Wir wiederholen: Eine Politikerin, deren Großvater Reichsfinanzminister unter Hitler war und im Rahmen der Nürnberger Prozesse als Kriegsverbrecher verurteilt wurde, erklärt einem Journalisten, dessen Familie väterlicherseits im Holocaust ums Leben gekommen ist, dass er keine Ahnung hat, was damals in Nazideutschland abging.
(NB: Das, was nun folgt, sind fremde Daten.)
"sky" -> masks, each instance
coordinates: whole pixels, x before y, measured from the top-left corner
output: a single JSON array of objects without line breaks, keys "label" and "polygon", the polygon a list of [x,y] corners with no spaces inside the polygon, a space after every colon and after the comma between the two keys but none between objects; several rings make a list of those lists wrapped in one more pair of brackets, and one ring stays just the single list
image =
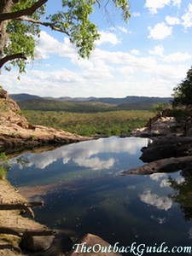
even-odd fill
[{"label": "sky", "polygon": [[[49,0],[47,11],[60,3]],[[91,16],[101,38],[90,59],[79,58],[65,34],[42,26],[26,73],[18,80],[17,70],[3,70],[0,84],[9,94],[40,96],[171,96],[192,66],[192,1],[129,0],[128,23],[112,3]]]}]

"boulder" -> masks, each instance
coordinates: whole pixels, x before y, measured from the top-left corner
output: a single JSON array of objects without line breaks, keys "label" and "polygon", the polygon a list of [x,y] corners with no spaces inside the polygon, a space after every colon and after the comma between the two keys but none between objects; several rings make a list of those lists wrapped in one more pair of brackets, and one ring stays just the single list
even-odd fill
[{"label": "boulder", "polygon": [[46,251],[51,246],[55,236],[26,236],[21,240],[21,247],[27,252]]},{"label": "boulder", "polygon": [[120,256],[118,252],[120,247],[112,247],[102,238],[86,234],[79,242],[76,242],[68,256]]},{"label": "boulder", "polygon": [[170,157],[192,155],[192,137],[165,136],[153,138],[152,143],[141,149],[140,159],[143,162],[152,162]]}]

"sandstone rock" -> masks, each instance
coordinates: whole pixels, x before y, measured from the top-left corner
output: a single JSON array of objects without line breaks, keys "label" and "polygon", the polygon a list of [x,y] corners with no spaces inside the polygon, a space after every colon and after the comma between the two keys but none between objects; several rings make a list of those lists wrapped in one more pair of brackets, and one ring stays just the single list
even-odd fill
[{"label": "sandstone rock", "polygon": [[6,99],[7,97],[8,97],[7,91],[3,90],[2,86],[0,86],[0,98]]},{"label": "sandstone rock", "polygon": [[102,238],[92,234],[86,234],[73,245],[73,249],[68,256],[120,256],[117,247],[113,250],[113,247]]},{"label": "sandstone rock", "polygon": [[155,137],[152,143],[142,148],[142,152],[140,159],[143,162],[192,155],[192,137],[172,135]]}]

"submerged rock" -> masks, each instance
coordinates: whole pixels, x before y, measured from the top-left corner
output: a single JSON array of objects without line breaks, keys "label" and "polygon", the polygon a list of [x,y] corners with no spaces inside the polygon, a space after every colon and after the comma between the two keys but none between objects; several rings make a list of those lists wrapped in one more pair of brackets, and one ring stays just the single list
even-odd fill
[{"label": "submerged rock", "polygon": [[121,254],[119,253],[120,249],[123,250],[119,245],[119,247],[118,245],[112,247],[102,238],[96,235],[86,234],[73,245],[68,256],[120,256]]}]

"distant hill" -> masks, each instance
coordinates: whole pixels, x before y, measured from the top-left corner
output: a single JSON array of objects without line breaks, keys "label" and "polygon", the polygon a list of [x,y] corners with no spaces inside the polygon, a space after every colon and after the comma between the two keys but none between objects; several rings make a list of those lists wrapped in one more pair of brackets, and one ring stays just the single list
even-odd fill
[{"label": "distant hill", "polygon": [[95,113],[112,110],[149,110],[154,105],[170,103],[171,97],[126,96],[112,97],[40,97],[29,94],[14,94],[10,97],[18,102],[21,109],[44,111],[68,111]]},{"label": "distant hill", "polygon": [[40,96],[38,96],[36,95],[27,94],[27,93],[10,94],[9,97],[13,99],[15,102],[41,99]]}]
“Ich glaube, ich habe eine ziemlich gute Vorstellung davon, was damals passiert ist. Ich habe dadurch meine komplette Familie, bis auf meinen Vater und seinen Bruder, verloren”, antwortet Adrian Goldberg mit hörbar belegter Stimme. “Deswegen finde ich es ziemlich verletzend, wenn Sie sagen, dass ich nicht weiß, was zu dieser Zeit passiert ist. Ich weiß, dass meine Familie nur aus dem Grund verfolgt und getötet wurde, weil sie Anhänger des jüdischen Glaubens waren.”

Beatrix von Storch könnte sich nun entschuldigen. Ihr Mitgefühl aussprechen. Irgendetwas sagen, was zumindest einen Hauch von Empathie durchscheinen ließe. Aber das tut sie natürlich nicht. Stattdessen schwenkt von Storch wieder auf muslimische Einwanderer um, die angeblich andere Werte haben, die sich nicht mit dem vereinbaren ließen, wofür Deutschland stünde. “Wir sind kein muslimisches Land”, sagt sie. Und glaubt damit offensichtlich nach wie vor, für alle zu sprechen.

Dann endet das Interview. Und Adrian Goldberg zieht weiter. Zu seinem nächsten Termin bei einer jüdischen Gemeinde in Berlin-Neukölln, die friedlich mit muslimischen Nachbarn koexistiert.

Am Ende entscheidet sich der Journalist für den deutschen Pass. Nazideutschland habe seine Familie ausgelöscht. “Deswegen”, sagt er, “glaube ich, dass Deutschland mir etwas schuldet”. Und sei es nur, dass er trotz Brexit weiterhin Bürger der EU bleiben könne.